Novembre 1988, Sant’Egidio inaugura la mensa per i poveri

Su Roma Sette l’apertura della struttura della Comunità in via Dandolo al servizio dei senza dimora

Via Dandolo 10, una strada alle spalle del Ministero della Pubblica Istruzione… quasi al cuore di Trastevere. E proprio qui, la scorsa settimana, è stata aperta una nuova mensa per “indigenti” realizzata e gestita dalla Comunità di S. Egidio. Due locali comunicanti, molto ampi, capaci di ospitare, quattrocento persone.

Stampe in bianco e nero, quadri e composizioni floreali alle pareti. Tovaglie di stoffa bianca e blu o bianca e rossa sui tavoli (particolare non irrilevante, che contribuisce a rendere l’atmosfera familiare) e, in occasione dell’inaugurazione, un piccolo omaggio ai «barboni» arrivati per cena: una saponetta agli uomini ed un sacchettino di lavanda alle donne, avvolti in un’allegra carta da regalo fermata da un nastrino rosso…

L’organizzazione della mensa non appare eccessivamente complicata. Una convenzione con il Comune di Roma permette di coprire, in parte, i costi ed un contratto con una ditta specializzata nel settore garantisce la fornitura dei pasti precotti che, riscaldati al momento (con forni a microonde) vengono serviti dai ragazzi. Anzi, Mario Marazziti – «portavoce» della Comunità di S. Egidio – tiene a sottolineare che «… il servizio non è strutturato come un self-service, ma i piatti vengono portati in tavola… sempre per ottenere un senso di personalizzazione maggiore possibile…».

Tra l’altro il menù è mirato (ad esempio mancano alcolici e carne di maiale) oltre che per attenzione dietetica, anche per rispetto alle persone di fede musulmana che prevedibilmente usufruiranno della mensa.

«In nove anni di amicizia con le persone che stanno in strada – ci dice ancora Marazziti – abbiamo dato vita a varie iniziative: centri di accoglienza e scuole per stranieri, l’ambulatorio, la casa-ostello “Tenda di Abramo”, sempre a Trastevere, e soprattutto ci siamo sforzati di dare, in parte, soluzione ai problemi di solitudine ed emarginazione delle persone che vivono per strada, in una città che oscilla tra l’indifferenza e l’inospitalità.
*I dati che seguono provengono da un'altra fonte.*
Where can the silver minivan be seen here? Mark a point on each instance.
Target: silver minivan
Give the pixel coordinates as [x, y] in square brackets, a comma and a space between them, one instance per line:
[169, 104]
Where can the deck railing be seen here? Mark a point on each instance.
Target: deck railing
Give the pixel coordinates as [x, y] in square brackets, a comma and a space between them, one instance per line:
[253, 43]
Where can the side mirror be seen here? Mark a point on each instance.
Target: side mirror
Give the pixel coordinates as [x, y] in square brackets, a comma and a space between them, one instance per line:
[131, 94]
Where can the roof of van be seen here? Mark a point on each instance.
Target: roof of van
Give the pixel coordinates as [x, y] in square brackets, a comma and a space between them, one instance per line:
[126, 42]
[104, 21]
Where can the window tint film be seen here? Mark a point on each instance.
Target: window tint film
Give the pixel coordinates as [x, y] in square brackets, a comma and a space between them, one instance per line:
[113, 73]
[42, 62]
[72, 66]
Ad un certo punto abbiamo trovato questi locali che ci sembravano inserirsi bene nel tessuto di ospitalità che ormai è nato a Trastevere. Allora organizzando collette, raccogliendo fondi anche con l’aiuto di alcune parrocchie, siamo riusciti a ristrutturarli e renderli adatti per le nostre necessità».

Marazziti, chi potrà usufruire della mensa e come potrà farlo? «Le persone che verranno, debbono essere state riconosciute “poveri” dal Comune. In pratica dovrà esserci un tesserino, un foglio d’accompagnamento, una dichiarazione dell’assistente sociale, un qualcosa che ci segnali la condizione di queste persone. Devo dire che per buona parte le conosciamo e coloro che ancora ne sono sprovvisti saranno aiutati da noi ad ottenere tutti i documenti necessari. Il nostro tentativo è quello di non mandare via nessuno, sempre rispettando le leggi che giustamente regolano questo tipo di cose».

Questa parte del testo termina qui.